INVESTIGAÇÃO A RESPEITO DO QUE CHAMAM DEUS


Sempre, aos domingos, começava os meus textos com uma oração. Já faz quatro ou cinco semanas que não faço isso. Hoje, termino o dia com um poema de fundo religioso. Foi feito à tarde, em Lajedo. Minhas filhas Carolina e Vitória brincavam alegremente e eu tinha na cabeça os versos de "Chão de Giz", de um poeta paraibano chamado Zé Ramalho. O título parece coisa meio policial, mas foi de propósito, para chamar a atenção.

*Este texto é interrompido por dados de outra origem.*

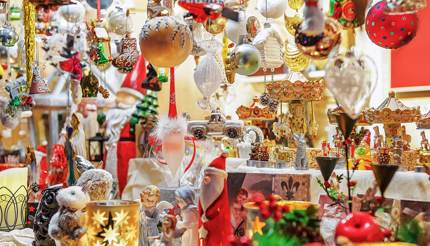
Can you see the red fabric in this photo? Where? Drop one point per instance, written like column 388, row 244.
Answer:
column 173, row 113
column 218, row 214
column 126, row 150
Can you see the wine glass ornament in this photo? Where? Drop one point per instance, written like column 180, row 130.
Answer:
column 209, row 73
column 390, row 31
column 165, row 41
column 272, row 8
column 351, row 80
column 72, row 13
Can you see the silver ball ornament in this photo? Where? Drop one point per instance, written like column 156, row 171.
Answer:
column 247, row 59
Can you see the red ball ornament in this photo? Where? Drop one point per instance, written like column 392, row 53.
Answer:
column 390, row 31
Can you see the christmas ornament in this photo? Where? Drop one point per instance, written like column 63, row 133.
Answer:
column 165, row 41
column 272, row 8
column 270, row 44
column 215, row 26
column 38, row 84
column 119, row 22
column 294, row 59
column 209, row 73
column 73, row 13
column 313, row 19
column 246, row 58
column 390, row 31
column 8, row 35
column 404, row 6
column 170, row 131
column 320, row 46
column 128, row 55
column 104, row 4
column 351, row 80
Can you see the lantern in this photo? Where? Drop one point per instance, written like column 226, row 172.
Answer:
column 96, row 147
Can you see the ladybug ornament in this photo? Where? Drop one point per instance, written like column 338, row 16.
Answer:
column 390, row 31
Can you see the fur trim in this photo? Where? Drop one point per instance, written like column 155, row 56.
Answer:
column 166, row 125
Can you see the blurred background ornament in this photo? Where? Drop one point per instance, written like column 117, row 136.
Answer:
column 390, row 31
column 73, row 13
column 404, row 6
column 294, row 59
column 119, row 22
column 272, row 8
column 351, row 80
column 246, row 58
column 104, row 4
column 319, row 47
column 165, row 41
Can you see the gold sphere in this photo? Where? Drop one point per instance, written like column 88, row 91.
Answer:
column 215, row 26
column 165, row 41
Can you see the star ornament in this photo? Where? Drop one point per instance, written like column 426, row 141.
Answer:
column 257, row 226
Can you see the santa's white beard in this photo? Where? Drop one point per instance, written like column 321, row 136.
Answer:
column 211, row 191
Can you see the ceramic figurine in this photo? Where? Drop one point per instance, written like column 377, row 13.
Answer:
column 48, row 206
column 301, row 162
column 188, row 219
column 150, row 215
column 66, row 225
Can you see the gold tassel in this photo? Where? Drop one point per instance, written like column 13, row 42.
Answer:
column 29, row 38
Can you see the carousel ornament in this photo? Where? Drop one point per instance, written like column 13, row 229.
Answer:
column 209, row 73
column 390, row 31
column 165, row 41
column 272, row 9
column 320, row 46
column 8, row 35
column 73, row 13
column 38, row 84
column 119, row 22
column 351, row 80
column 246, row 59
column 128, row 55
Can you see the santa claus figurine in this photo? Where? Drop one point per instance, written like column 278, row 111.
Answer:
column 213, row 205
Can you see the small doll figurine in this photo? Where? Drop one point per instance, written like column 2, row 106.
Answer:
column 188, row 219
column 150, row 215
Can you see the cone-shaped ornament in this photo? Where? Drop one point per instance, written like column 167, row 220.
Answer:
column 327, row 165
column 38, row 84
column 383, row 175
column 345, row 123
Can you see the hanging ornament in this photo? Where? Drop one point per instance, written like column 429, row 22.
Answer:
column 404, row 6
column 128, row 55
column 104, row 4
column 313, row 19
column 296, row 60
column 118, row 22
column 209, row 73
column 246, row 59
column 320, row 46
column 8, row 35
column 351, row 80
column 215, row 26
column 272, row 8
column 270, row 44
column 165, row 41
column 73, row 13
column 345, row 12
column 390, row 31
column 38, row 84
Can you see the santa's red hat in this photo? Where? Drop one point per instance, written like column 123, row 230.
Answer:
column 132, row 83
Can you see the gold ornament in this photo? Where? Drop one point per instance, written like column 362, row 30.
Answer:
column 165, row 41
column 295, row 60
column 296, row 4
column 291, row 23
column 29, row 39
column 215, row 26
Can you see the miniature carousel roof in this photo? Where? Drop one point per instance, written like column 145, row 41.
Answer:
column 392, row 110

INVESTIGAÇÃO A RESPEITO DO QUE CHAMAM DEUS

O celular e a internet
não conseguem conectar
a gente com Deus.
Ele não se mostra na TV aberta
- a televisão dos pobres -,
nem na TV fechada, a cabo,
- a televisão dos ricos -.
É possível sentir a presença do Criador
na Igreja Universal, na Assembleia de Deus,
na Renascer do jogador Kaká,
entre os Adventistas do Sétimo Dia,
os presbiterianos, os batistas, os mórmons,
as Testemunhas de Jeová, os católicos,
os budistas, os islâmicos, os espíritas?
Todos os caminhos levam a Deus?
Ou só um deles está com a verdade,
mais próximo do Pai?

Fernando Pessoa,
o genial poeta português,
via Deus na natureza, nos cumes,
nos mares, no sol, nas estrelas, nos campos,
chamando cada um deles pelo seu nome
e não por Deus.

Acredito que cada partícula do universo,
os átomos, neutrons, protóns,
células, moléculas, microorganismos,
pássaros, girafas, leões, cavalos,
macacos, humanos,
são parte desse Deus de Alberto Caeiro
(uma das facetas de Pessoa).

Cada pedacinho do cosmo é Deus.
E tudo somado também é Deus.
A sensação do divino está no orgasmo
simultâneo de um homem e uma mulher
que verdadeiramente se amam.
Nos versos do poeta.
Na criação de artistas como Da Vinci
na música erudita de Mozart e Beethoven
e também dos compositores populares.

Tudo outra vez, de Belchior
Chão de Giz, de Zé Ramalho
Onde Deus possa me ouvir, de Vander Lee
Cálice, de Chico Buarque
Força Estranha, de Caetano
Pastora do Tempo, de Ednardo
A Deusa da Minha Rua, de Newton Teixeira/Jorge Fara
El Dia que me queiras, de Carlos Gardel/Alfredo Le Pera
Chão de Estrelas, de Silvio Caldas/Orestes Barbosa
A força que nunca seca, de Chico César
Dia Branco, de Geraldo Azevedo
É Preciso, de Gonzaguinha...

São exemplos de canções capazes de despertar
nas pessoas a sensação do divino.
Essas obras não devem
ter sido geradas por um fenômeno tipo o Big Bang.
Nasceram de um sentimento
que veio lá de dentro,
de uma parte da mente
que os médicos e cientistas
ainda não conseguiram desvendar.
Nasceram do mistério,
de um momento mágico
em que o artista não foi só razão.
Ele estava sintonizado ou conectado
com o Cosmo, o Universo, o Orgânico,
o espiritual, o contraditório, o paradoxo, a beleza,
produzindo um ato de amor.
Isso aí chamam Deus.
Como as partículas invisíveis,
as árvores frondosas
as hortênsias do jardim lá de casa,
o movimento delicado dos recém nascidos
(bebês humanos, gatos pequeninos, cachorrinhos,
são igualmente graciosos).

O escritor, o ator, o artista plástico,
o artesão, o repentista, o marceneiro,
o camponês que planta, colhe,
a mãe que amamenta,
são todos seres a praticar
atos inspirados por Deus.
Que pode eventualmente
estar desconectado do mundo virtual
ou ausente de uma dessas igrejas.
Mas está no todo, nos pequenos gestos,
na vida que flui desde o início
e que só findará quando não houver mais Deus.